The biggest change happens in the uterus to house the infant for 8 to 9 months. The uterus has gone so big that there is a higher risk of aortocaval compression when the woman is in a supine position that can lead to hypotension and loss of consciousness.
All of these changes in the body of a pregnant woman has to be considered in case of a cardiac arrest event. The first step will always be to get someone to call help but in this situation mention that the victim is a pregnant woman and request the presence of an obstetrician.
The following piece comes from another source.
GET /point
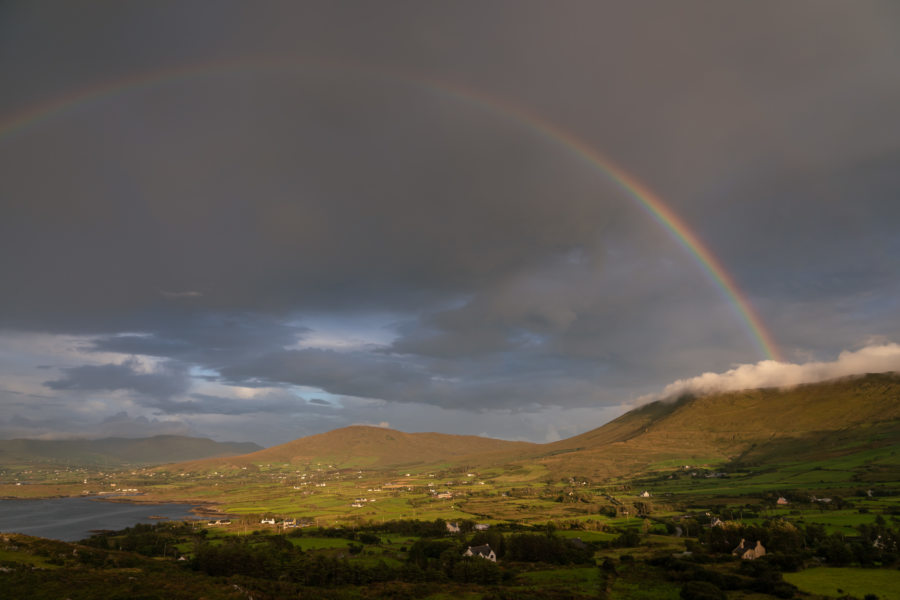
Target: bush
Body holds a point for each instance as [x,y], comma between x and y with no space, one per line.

To administer the required sets of compression, the rescuer must manually move the uterus to the left to ensure that the major veins have blood flow. Just like with any cardiac arrest victim make sure that the victim is lying on a flat surface and if the surface can be tilted make use of it. When the worst scenario happens, consider getting a caesarean section (C-section) to get the baby out. Professional help is much needed to secure the safety of both the mother and the baby.
These guidelines are considered safe and have helped save more lives. It is noteworthy that the mortality rate of pregnant women due to cardiac arrest has significantly decreased since these guidelines are issued by the American Heart Association (AHA).
CPR, undoubtedly, saves lives. Even in delicate situations, it increases the survival rate of a cardiac arrest victim. This is why it is of utmost important that everyone know the basics of administering the proper CPR on different persons—children, pregnant women, and the like.